Thierry Bizot co-dirige la société de production éléphant, qui a produit de nombreuses émissions et séries comme Sept à Huit ou Fais pas ci, Fais pas ça. En 2008, invité par le professeur d’histoire de son fils, il participe à une catéchèse durant laquelle il confie être « tombé amoureux de jésus ». Comment, des plateaux de tournage aux plateaux télé, de l’école de commerce à L’Oréal, Thierry Bizot a-t-il pu changer à ce point ?

C’est qu’il faut se l’imaginer : un « quinqua » parisien ordinaire, c’est-à-dire comblé par son métier, assorti d’une femme merveilleuse et de trois enfants, courant d’un projet à un autre, accumulant les réussites et provoquant les opportunités. Ses confrères ? Pas moins qu’Emmanuel Chain. Ses rencontres ? Des producteurs d’émissions, des acteurs et des réalisateurs. Au fond, Thierry Bizot avait tout pour être aimé, alors pourquoi, par un automne plutôt moche, s’est-il posé cette question radicale et dont sa femme a tiré un film : Qui a envie d’être aimé ? (2011) Nous sommes partis à la rencontre de ce producteur fascinant.

À quoi ressemble le quotidien d’un producteur d’émission converti au christianisme ?

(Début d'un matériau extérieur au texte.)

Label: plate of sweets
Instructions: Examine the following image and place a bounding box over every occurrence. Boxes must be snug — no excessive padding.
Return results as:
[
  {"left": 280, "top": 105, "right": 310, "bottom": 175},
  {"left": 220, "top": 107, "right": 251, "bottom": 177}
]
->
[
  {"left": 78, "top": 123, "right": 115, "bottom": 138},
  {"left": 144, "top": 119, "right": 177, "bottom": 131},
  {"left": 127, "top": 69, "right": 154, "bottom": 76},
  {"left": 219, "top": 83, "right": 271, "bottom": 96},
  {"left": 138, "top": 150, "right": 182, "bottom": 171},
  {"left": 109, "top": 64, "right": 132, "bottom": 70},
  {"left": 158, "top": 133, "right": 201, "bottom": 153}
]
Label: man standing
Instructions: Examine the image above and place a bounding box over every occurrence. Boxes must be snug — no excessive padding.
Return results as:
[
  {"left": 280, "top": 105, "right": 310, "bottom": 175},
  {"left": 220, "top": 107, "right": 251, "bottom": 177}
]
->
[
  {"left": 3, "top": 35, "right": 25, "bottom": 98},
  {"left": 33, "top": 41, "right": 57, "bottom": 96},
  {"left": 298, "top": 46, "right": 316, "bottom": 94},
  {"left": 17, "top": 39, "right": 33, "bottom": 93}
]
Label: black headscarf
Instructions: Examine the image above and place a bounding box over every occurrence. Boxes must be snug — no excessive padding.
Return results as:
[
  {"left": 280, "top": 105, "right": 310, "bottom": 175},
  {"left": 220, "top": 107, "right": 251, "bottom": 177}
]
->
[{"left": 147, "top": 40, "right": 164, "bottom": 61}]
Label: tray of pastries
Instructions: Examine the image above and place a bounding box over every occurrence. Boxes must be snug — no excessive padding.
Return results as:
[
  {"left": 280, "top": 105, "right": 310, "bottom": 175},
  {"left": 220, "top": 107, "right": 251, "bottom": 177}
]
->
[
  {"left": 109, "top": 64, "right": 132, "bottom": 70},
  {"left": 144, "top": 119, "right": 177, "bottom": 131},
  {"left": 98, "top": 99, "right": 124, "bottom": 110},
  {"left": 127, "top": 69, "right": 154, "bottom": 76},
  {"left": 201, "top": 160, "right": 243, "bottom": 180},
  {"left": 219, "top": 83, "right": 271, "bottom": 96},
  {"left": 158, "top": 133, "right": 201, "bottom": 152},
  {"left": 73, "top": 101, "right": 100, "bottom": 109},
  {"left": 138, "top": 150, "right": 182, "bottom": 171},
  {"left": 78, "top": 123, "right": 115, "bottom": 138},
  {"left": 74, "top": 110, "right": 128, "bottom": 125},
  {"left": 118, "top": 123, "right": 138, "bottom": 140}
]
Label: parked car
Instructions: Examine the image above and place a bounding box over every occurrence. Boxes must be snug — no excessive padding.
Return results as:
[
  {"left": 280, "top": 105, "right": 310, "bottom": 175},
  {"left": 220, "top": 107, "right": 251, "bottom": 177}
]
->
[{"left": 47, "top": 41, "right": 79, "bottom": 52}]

Je me sens aimé par Jésus, et d’un amour inconditionnel
En surface, rien ne change : je garde le même métier, je vis toujours avec ma femme. Mais intérieurement, je suis bouleversé : je me sens aimé par Jésus, et d’un amour inconditionnel. Ma femme m’aime. Nous sommes mariés depuis 27 ans, nous avons trois enfants ; mais je sais que cela peut s’arrêter d’un jour à l’autre : elle pourrait me quitter, je pourrais la quitter, tout peut arriver. Et cela m’inquiète. Je surveille notre relation en me disant que c’est quelque chose de précieux, que l’on construit à deux, mais qui peut s’arrêter. Rien n’est acquis. Mais l’amour de Jésus, lui, m’est acquis. Je sais que je peux compter sur lui. C’est lui qui ne peut pas compter sur moi ! Je sais que tant que je voudrai venir à lui, il m’acceptera.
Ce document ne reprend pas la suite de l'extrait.